ALLEN: In the U.S. state of Alabama, Judge Roy Moore still will not concede the U.S. Senate race that he lost earlier this month, but it doesn't matter now. Democrat Doug Jones seen here on the right has been certified the winner and will be sworn in early next year.

HOWELL: Roy Moore's last legal ditch effort here to challenge the election. It was tossed out one day after he filed it. The Alabama secretary of state said there was no evidence of election fraud or voter irregularities as Moore's lawsuit had claimed.


JOHN MERRILL, SECRETARY OF STATE OF ALABAMA: I don't think there's any doubt in anybody's mind that has followed this election objectively that this election has been conducted with the utmost integrity. That it's been safe, secure. It's been credible.

The results have the kind of integrity and credibility that the people of Alabama expect and demand. And that the people of the United States of America know has occurred in our state.

And if there's ever been a doubt as to whether or not the people of Alabama are given the opportunity to participate at the level that they choose to and that they have been able to do so without any hindrance whatsoever, that's all been eliminated.

And anybody else that continues to perpetuate that myth is doing just that.


HOWELL: All right. The Alabama secretary of state saying, look, there is no fraud to talk about here. But even after that lawsuit was tossed out, Moore's team was still reluctant to give up. It claims to have experts who can prove the voting machines were rigged.

ALLEN: But at least one of those so-called experts has dubious credentials. Here's an exchange between Moore's spokeswoman and CNN's John Berman.


JANET PORTER, SPOKESWOMAN FOR ROY MOORE: They dismissed it without -- I don't even know if the secretary of state read the 84 pages of evidence. That's what really is screaming from the pages of this complaint. And what it said -- let me finish if I may.

JOHN BERMAN, CNN ANCHOR: It's not evidence. It's an argument citing four election experts, people you call election experts.

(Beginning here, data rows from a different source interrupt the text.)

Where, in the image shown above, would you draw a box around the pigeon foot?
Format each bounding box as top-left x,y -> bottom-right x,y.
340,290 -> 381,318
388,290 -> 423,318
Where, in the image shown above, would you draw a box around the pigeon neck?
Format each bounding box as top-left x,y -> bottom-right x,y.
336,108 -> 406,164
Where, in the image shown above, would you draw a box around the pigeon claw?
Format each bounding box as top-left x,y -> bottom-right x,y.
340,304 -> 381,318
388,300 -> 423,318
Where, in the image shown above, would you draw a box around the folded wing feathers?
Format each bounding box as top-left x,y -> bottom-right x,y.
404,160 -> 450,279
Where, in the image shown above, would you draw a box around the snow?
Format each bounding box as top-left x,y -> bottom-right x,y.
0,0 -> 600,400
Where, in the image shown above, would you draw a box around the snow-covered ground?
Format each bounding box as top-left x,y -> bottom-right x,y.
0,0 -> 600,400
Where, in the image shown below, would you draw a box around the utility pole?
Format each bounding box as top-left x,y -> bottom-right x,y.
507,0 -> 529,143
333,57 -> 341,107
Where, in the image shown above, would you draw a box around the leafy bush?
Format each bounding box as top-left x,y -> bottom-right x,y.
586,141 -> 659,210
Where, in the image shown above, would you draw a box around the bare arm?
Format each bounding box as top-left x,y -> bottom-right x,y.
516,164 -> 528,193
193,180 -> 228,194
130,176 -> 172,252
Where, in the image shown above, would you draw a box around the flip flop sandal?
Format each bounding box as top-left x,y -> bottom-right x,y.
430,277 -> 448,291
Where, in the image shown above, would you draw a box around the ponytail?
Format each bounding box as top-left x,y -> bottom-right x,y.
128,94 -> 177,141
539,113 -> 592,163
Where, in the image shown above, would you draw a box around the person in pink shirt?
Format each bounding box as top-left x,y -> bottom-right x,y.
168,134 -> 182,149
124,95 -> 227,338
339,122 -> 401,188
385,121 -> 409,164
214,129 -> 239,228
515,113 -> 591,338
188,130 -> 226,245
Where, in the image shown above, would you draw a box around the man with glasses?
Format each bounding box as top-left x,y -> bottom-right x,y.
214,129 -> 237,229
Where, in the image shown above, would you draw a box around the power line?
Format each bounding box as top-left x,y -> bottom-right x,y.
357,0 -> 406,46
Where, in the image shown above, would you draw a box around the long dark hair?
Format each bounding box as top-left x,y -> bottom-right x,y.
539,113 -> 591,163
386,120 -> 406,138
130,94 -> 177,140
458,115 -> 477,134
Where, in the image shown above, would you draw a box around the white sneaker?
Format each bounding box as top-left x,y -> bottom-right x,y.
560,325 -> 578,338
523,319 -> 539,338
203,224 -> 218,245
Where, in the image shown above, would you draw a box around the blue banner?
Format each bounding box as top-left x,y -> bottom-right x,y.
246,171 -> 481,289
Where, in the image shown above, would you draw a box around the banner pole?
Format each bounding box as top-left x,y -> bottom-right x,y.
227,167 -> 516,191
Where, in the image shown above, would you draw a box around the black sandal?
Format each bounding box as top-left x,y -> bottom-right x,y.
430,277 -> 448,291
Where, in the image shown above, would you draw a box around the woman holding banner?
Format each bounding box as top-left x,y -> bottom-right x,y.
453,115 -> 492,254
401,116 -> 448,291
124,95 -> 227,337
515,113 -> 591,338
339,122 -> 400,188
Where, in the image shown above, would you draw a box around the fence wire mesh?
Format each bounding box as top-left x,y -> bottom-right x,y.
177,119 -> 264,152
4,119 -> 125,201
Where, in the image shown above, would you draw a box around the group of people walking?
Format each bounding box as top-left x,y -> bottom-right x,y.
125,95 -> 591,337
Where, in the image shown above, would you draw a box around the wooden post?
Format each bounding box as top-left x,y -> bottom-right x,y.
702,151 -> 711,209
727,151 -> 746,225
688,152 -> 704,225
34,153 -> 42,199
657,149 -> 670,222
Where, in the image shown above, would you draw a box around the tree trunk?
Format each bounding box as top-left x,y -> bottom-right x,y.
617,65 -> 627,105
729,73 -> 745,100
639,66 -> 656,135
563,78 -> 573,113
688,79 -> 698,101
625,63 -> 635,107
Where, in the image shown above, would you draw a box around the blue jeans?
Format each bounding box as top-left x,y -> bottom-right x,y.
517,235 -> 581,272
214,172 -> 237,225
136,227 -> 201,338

PORTER: I know. You're trying to say, I mean, maybe the guy got a C- minus in spelling in the fourth grade. Well, you can discount anybody you want.

BERMAN: No. Excuse me --

PORTER: Four math degrees --

BERMAN: One of them said the holocaust didn't happen. He said --

PORTER: By the way, that's not true. Let me refer you to an internet blog, Abraham Lincoln's internet blog. Don't believe everything you read on the internet.

BERMAN: Does it concern you that your election machine expert, Jim Condit Jr., is a man who said there's an evil shadow Jewish government and claims --

PORTER: I certainly don't believe that. And you know what? I don't believe that's true. I'm going to tell you, he didn't say that. He didn't say that. What he knows about -- we had him on the case. We submitted an affidavit. The guy is an expert, an undisputed expert in the election software program.

BERMAN: He absolutely said there's --

PORTER: I don't believe it. Sorry. I don't believe it.

BERMAN: Do we have the tweet? Do we have the tweet? Here it is. Evil Jews in the Jewish shadow government must be highlighted even though of course all Jews are not in that.

PORTER: By the way, John, you know what you're not putting up on the screen?


PORTER: Oddly enough. You're not putting up his 39 years experience in election machines.

(END VIDEOTAPE) HOWELL: Those pesky facts. Despite the ongoing objections of the Moore campaign, Democrat Doug Jones will be sworn in as the next U.S. senator of Alabama in January.

ALLEN: We have a tragedy to tell you about from New York City. At least 12 people are dead after a fire swept through an apartment building. Four people have been critically injured there. The fire minister says flames erupted Thursday evening on the first floor and spread fast.

HOWELL: The youngest victim in that fire, a 1-year-old baby. The mayor of New York described this disaster as dismal, the worst in 25 years.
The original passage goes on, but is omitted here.